We need study Scripture for only a short time before two truths of faith begin to disturb our religious security. First, God is bigger, broader and deeper than any religion which purports to teach us about God. Second, God is never limited or restricted by the rules and regulations that organized religions impose on their members. Ironically, we find both these insights in Sunday's first and third readings.

But let's start with the second reading -- by far the easiest of the three to meditate on (James 5:1-6). James expresses something all religions teach: God's values conflict with the world's values.

Those who refuse to follow God can be snookered into believing that wealth, luxury and pleasure are life's goals. If one doesn't have a faith which takes him or her beyond this world, then one has little choice but to search for fulfillment in this world. Such people gear their lives to experience as little pain and inconvenience as possible, and run roughshod over anyone who causes either.

James is unmerciful to these faithless individuals. He promises them miseries, corrosion, fire and slaughter; at the same time, he paints a comforting picture for the faithful.

Open mind

The author of Numbers, on the other hand, approaches the human situation from a different angle (Num 11:25-29). He's concerned not with the unfaithful, but with those followers of God who restrict their following to a limiting, narrow path. Joshua classically represents such people.
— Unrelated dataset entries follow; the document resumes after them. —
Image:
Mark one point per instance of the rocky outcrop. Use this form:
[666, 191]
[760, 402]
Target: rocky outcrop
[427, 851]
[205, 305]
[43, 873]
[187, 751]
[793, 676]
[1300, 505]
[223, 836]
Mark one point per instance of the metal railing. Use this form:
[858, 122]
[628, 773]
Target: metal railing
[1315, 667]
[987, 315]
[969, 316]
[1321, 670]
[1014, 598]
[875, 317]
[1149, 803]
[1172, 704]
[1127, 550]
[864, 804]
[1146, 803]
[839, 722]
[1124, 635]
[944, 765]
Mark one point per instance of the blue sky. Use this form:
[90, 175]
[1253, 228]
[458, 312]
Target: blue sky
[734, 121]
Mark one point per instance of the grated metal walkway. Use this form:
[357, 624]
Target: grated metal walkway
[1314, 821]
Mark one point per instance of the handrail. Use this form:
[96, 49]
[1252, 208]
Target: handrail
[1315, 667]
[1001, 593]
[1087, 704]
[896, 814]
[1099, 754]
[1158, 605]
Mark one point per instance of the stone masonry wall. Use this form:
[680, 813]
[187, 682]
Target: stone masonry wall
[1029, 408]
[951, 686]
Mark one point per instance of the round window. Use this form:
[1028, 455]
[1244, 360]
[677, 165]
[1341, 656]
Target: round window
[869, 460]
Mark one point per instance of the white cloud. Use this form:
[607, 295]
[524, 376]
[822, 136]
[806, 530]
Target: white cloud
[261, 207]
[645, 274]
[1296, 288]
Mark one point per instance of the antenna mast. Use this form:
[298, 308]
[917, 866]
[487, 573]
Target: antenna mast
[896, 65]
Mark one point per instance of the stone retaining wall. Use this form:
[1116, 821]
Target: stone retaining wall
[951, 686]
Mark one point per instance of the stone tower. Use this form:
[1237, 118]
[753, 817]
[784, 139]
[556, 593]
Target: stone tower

This "son of Nun, who from your youth had been Moses' aide," demands that Moses stop Eldad and Medad from prophesying in the camp. Though both had been designated as elders, neither had passed through the "required religious hoops," something which doesn't stop them from receiving Yahweh's prophetic spirit.

Joshua, in this passage, regards religion as a tool to control Yahweh's actions; Moses, as a tool to discover those actions. Joshua wants to limit; Moses longs to expand. "Would that all the people of Yahweh were prophets!" the great law-giver exclaims. "Would that Yahweh might bestow His spirit on them all!"

Mark gives Joshua's role to John in the Gospel (Mk 9: 38-43, 45, 47-48). "Teacher," he snitches to Jesus, "we saw someone driving out demons in your name, and we tried to prevent him because he does not follow us."

With us

But instead of being complimented for his detective work, John is rebuked. Jesus demands that John stop prohibiting people from doing good in His name just because they haven't paid their religious dues.

"Do not prevent him," the teacher commands. "There is no one who performs a mighty deed in my name who can at the same time speak ill of me." Then he pronounces one of the most liberal statements in all of Scripture: "Whoever is not against us is for us!" Even non-Christians who help those who minister in Jesus' name will be rewarded.

Then, turning from non-Christians to Christians, Jesus reminds the leaders of His community of their major pitfall: causing those who believe in Him to sin. He offers His leaders a choice of life or Gehenna (at that time, the Jerusalem city dump). Jesus presumes His followers will choose real life over a meaningless existence, even if they have to sacrifice some security to achieve that life.

Perhaps it's good for those of us who are religious leaders to remember that neither Yahweh in the Hebrew Scriptures nor Jesus in the Christian Scriptures demand that their followers join specific religious denominations. Both call people to faith, to experience life, even if that entails going beyond or around religious regulations. Christian leaders, especially, are expected to help their people distinguish between the rules that offer security and those that offer life.